I still accept it as the first _Enterprise_ (and I ignore the NX-01 as well as all of ENT) and I think it looks cool. So hence my interest in it.


----------



## Dr. Brad (Oct 5, 1999)

I really like that design!


----------



## Tiberious (Nov 20, 2001)

For those of you who have the old "Star Trek Spaceflight Chronology" this ship is featured in its pages. I think it's a great looking ship and if I didn't have a backlog of models (and a frontlog of bills) I'd be all over this!

Tib


----------



## BolianAdmiral (Feb 24, 2009)

Here's a much better rendition of that original design:

http://1.bp.blogspot.com/_1oTNGkUkHgM/TF6Z03n5jLI/AAAAAAAAB78/3Sldgy48Oq0/s1600/330.jpg


----------



## Warped9 (Sep 12, 2003)

BolianAdmiral said:


> Here's a much better rendition of that original design:
> 
> http://1.bp.blogspot.com/_1oTNGkUkHgM/TF6Z03n5jLI/AAAAAAAAB78/3Sldgy48Oq0/s1600/330.jpg


Yep, that's pretty sweet. :thumbsup:


----------



## Gemini1999 (Sep 25, 2008)

That design of the Enterprise has actually been around since the very beginning of Trek. One of Matt Jeffries' original designs is almost identical to that version. I found a picture of the original sketch in a copy of "Star Trek - The Original Series Sketchbook".

Bryan


----------



## mikephys (Mar 16, 2005)

I personally love the design. It's another Matt Jefferies classic.
It was included in the "Ships Named Enterprise" wall in TMP, but none of the back stories are "cannon." I prefer the idea that it was a testbed for warp propulsion based on the Vulcan ring design and that Starfleet R&D later made the decision to go the warp nacelle route. 

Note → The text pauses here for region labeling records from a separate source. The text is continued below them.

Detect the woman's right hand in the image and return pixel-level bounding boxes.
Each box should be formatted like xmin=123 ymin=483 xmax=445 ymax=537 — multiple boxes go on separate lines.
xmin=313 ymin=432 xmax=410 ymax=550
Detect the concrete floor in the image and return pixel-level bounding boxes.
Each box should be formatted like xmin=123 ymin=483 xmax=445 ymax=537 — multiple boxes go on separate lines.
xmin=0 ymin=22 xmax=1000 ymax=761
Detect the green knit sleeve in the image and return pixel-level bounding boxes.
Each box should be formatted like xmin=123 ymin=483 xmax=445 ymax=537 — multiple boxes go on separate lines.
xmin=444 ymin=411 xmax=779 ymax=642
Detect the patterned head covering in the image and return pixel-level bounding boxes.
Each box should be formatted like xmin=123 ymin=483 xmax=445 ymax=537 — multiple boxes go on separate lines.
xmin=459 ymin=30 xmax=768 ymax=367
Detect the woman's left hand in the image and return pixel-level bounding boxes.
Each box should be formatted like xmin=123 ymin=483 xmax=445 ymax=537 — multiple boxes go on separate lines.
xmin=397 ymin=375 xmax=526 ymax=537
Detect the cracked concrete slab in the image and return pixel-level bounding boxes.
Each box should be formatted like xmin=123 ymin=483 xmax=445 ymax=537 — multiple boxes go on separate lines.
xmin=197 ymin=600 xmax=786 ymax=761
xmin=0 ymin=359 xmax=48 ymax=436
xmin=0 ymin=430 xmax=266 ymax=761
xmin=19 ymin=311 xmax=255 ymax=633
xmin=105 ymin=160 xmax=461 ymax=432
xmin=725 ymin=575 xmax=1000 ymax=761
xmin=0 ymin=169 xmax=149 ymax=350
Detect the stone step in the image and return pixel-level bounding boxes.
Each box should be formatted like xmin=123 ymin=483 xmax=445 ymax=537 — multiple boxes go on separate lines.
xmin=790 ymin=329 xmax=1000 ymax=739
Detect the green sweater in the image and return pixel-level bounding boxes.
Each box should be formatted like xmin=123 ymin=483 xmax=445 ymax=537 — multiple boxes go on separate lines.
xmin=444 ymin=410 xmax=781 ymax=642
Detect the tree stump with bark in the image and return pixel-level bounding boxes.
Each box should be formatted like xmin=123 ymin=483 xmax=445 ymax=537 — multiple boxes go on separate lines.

I did a scratch build of it and posted it here many moons ago.


----------



## JGG1701 (Nov 9, 2004)

^^^ Very nicely done mikephys!!! :thumbsup::thumbsup::thumbsup::thumbsup::thumbsup::thumbsup::thumbsup::thumbsup: 
-Jim


----------



## JGG1701 (Nov 9, 2004)

RSN said:


> It is a part of Trek histroy that was abandoned. It was to have been the first starship named Enterprise, as seen in the display in the rec-room in ST:TMP. There is an image of the sailing ship Enterprise, the aircraft carrier, the space shuttle, this craft and the tv Enterprise.


Here's a pic.:thumbsup:
-Jim


----------



## Tiberious (Nov 20, 2001)

Anyone have snaps of the finished kit? I won't pony up $90 but if it looks good and ever goes on sale it might have to be bought 

Tib


----------



## RSN (Jul 29, 2008)

JGG1701 said:


> Here's a pic.:thumbsup:
> -Jim


Thanks for posting that pic! Just what I was referring to!! I have really come to dislike everything after Star Trek 6. I really like the world of the original series, not the re-imagined Trek that followed on TV in the Next Generation universe. Remember, Spock said Earth was spared a nuclear war, in "Bread and Circuses" I believe. Yet in TNG that claim is altered in the first episode. Same with the lineage of the Enterprise. The ring design was the ship before the 1701, not the "Akira" mash-up! 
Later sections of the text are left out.